The report also recommends low- and no-fat dairy products. Some critics claim this is outdated advice, based on research that full-fat dairy may help maintain a healthy weight and does not increase risk of cardiovascular disease and type 2 diabetes.
5. Yes, you (still) need to put down the salt shaker
The guidelines continue to recommend limiting sodium intake to 2,300 mg a day or less. The American Heart Association recommends people eat no more than 1,500 mg of sodium per day. It appears to be a difficult habit for Americans to break: More than 90 percent of children and 89 percent of adults eat too much sodium, according to a Centers for Disease Control (CDC) report released coinciding the new guidelines.
“More than three quarters of sodium in the American diet is estimated to come from processed and restaurant food, which gives consumers little choice when it comes to lowering daily intake,” said the CDC. “A key strategy for lowering population-wide sodium intake is gradually reducing sodium in the food supply.” Too much sodium leads to high blood pressure, a major risk factor for heart disease and stroke.

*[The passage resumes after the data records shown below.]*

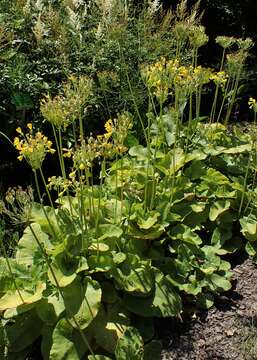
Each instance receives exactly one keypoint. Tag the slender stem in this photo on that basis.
(60, 291)
(10, 271)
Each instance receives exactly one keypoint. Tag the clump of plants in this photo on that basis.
(132, 231)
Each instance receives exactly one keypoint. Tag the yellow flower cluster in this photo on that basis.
(64, 109)
(197, 36)
(220, 78)
(106, 145)
(32, 148)
(235, 62)
(59, 184)
(167, 77)
(225, 41)
(252, 104)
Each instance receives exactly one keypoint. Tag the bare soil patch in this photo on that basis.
(228, 331)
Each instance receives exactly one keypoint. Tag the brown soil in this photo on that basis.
(228, 331)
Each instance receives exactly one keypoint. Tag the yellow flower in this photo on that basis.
(109, 126)
(33, 148)
(72, 174)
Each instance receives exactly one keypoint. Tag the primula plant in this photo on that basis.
(129, 231)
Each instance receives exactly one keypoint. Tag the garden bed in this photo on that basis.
(227, 331)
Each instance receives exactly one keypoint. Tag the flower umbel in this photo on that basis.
(33, 148)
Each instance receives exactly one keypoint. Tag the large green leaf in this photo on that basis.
(65, 344)
(184, 233)
(50, 308)
(218, 282)
(249, 227)
(163, 302)
(82, 301)
(13, 299)
(134, 276)
(130, 346)
(28, 251)
(218, 208)
(109, 325)
(24, 331)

6. Dietary patterns are more important than specific foods
In past years, guidelines have focused on individual foods and nutrients. The new report highlights overall dietary patterns that are linked with positive health outcomes. The three patterns showcased in the new guidelines are Healthful U.S.-style (American staples, but with less saturated fat, red meat, or refined carbohydrates and more fiber and nutrients—in other words, a balanced plate), Healthful Mediterranean-style (staples such as seafood, olive oil, and nuts), and Healthful vegetarian (featuring an abundance of vegetables and protein from whole grains, legumes, and soy-based foods instead of meat).